Adliyelerin iş yükü bir yandan arabuluculuk mekanizmasıyla hafifletilmeye çalışılırken diğer yandan şirketler, duruşma salonlarından uzak kalmanın yolunu “önleyici hukuk”ta buluyor. Ticari faaliyetlerde riskleri önceden analiz etmeyi ve önlem almayı amaçlayan bu metot, olası uyuşmazlıkların önüne geçiyor, iş ilişkilerinin bozulmasını engelliyor ve maliyetleri azaltıyor. Avukat Seda Yılmaz, "Önleyici hukuk sayesinde, dava ve tazminat masraflarının önüne geçilirken, firmaların itibar ve güvenilirlikleri de artıyor." dedi.
Hastalıkları önlemeyi ve genel sağlığı iyileştirmeyi amaçlayan “önleyici tıp” gibi, riskleri önceden analiz edip gerekli önlemlerin alınmasını sağlayan “önleyici hukuk” yaklaşımı da gün geçtikçe yaygınlaşıyor. Arabuluculuk mekanizmasının başarısı da önleyici hukukun yaygınlaşmasını destekleyen bir başka faktör. Adalet Bakanlığı verilerine göre arabuluculukta müzakeresi tamamlanan 4 milyona yakın dosyanın yüzde 69’u anlaşma ile çözüme kavuşturuldu.
Önleyici hukuk sayesinde şirketler ve iş insanları, olası hukuki sorunlara karşı korunarak ticari faaliyetlerini daha güvenli ve verimli bir şekilde yürütebiliyor. Ticari faaliyetlerinin her aşamasında proaktif bir şekilde hukuki danışmanlık hizmeti alabiliyor.
Önleyici hukuk hakkında bilgi veren Avukat Seda Yılmaz, “Ticari anlaşmalar, iş sözleşmeleri, insan kaynakları yönetimi gibi hemen her alanda risklerin en baştan hesap edilmesi gerekiyor. Özellikle şirketlerin, yeni faaliyet göstermeye başladığı sektörlerde yasal düzenlemelere uyumu da oldukça önemli. Önleyici hukuk sayesinde, dava ve tazminat masraflarının önüne geçilirken, sorunsuz hukuki destekle çalışan firmaların itibar ve güvenilirlikleri de artıyor. “ dedi.
Sorunlar çıkmadan önleniyor, sözleşmeler titizlikle yazılıyor
Geleneksel hukuki danışmanlık modelinde ticari bir sorunla karşılaştıktan sonra avukatların devreye girip dava süreçleri ile ilgilendiğini hatırlatan Yılmaz, “Önleyici hukukta ise öncelik risk analizi ve yönetiminde bulunuyor. Şirketin faaliyet alanıyla ilgili olası riskler analiz edilip bu riskleri minimize edecek önlemler sözleşmelere ekleniyor. Şirketin faaliyetlerinin, ilgili mevzuata uyumunun sağlanması için danışmanlık hizmeti de veriliyor. Özellikle yurt dışı mevzuata uyum, uluslararası faaliyet gösteren firmalarımız açısından çok önemli.” diye konuştu.
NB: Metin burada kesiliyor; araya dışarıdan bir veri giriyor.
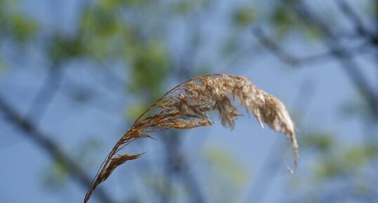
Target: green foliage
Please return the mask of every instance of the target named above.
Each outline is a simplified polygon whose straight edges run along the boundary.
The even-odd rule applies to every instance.
[[[214,202],[237,202],[238,192],[248,180],[244,166],[230,152],[218,148],[207,149],[204,155],[210,166],[209,175],[207,176],[210,178],[209,182],[214,184],[211,195]]]
[[[321,157],[316,164],[315,177],[318,181],[330,180],[356,172],[377,157],[378,148],[374,145],[351,147],[344,150],[339,148],[337,152]]]
[[[169,60],[162,44],[141,46],[132,59],[130,89],[145,91],[152,100],[161,96],[162,85],[169,75]]]
[[[322,153],[330,152],[335,147],[334,135],[327,132],[304,134],[301,137],[302,148],[312,148]]]
[[[14,14],[9,16],[9,26],[15,40],[19,42],[25,42],[38,30],[37,23],[20,14]]]
[[[58,64],[82,56],[84,51],[80,39],[56,34],[47,53],[51,61]]]
[[[194,8],[193,4],[190,1],[180,1],[174,4],[174,11],[178,15],[185,15]]]
[[[245,27],[250,25],[256,17],[256,11],[254,7],[243,6],[234,11],[233,22],[239,27]]]
[[[58,190],[67,183],[69,176],[67,166],[60,160],[56,159],[44,173],[42,186],[46,189]]]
Maliyetleri azaltıyor, verimliliği artırıyor
Yılmaz, önleyici hukukun, fikri mülkiyet hakları, veri koruma ve yurt dışı yatırımlar gibi konuları da kapsadığını belirterek, şunları kaydetti:
“Lojistik, antrepo, pvc üretim, tekstil, otomotiv yan ürünleri, inşaat, mobilya, elektronik, elektrik taahhüt, giyim, eksantrik mil, metal sanayi, optik, savunma teknolojileri, enerji, mimarlık gibi birçok sektörden firma artık önleyici hukuk danışmanlığı hizmeti alıyor.
Önleyici hukuk mekanizmasında sözleşmeler imzalanırken ve devamında, süreç ‘karşı tarafın’ avukatlarıyla yürütüldüğü için olası uyuşmazlık konuları büyümeden hatta daha ortaya çıkmadan çözülüyor. Önleyici hukuk hizmeti alan markalar böylece zaman ve maliyet avantajı kazanıyor. Stres ve riskleri azalan firmalar, iş ilişkileri bozulmadan güven duygusu içinde hareket ettiklerinden verimliliklerini de artırıyor.”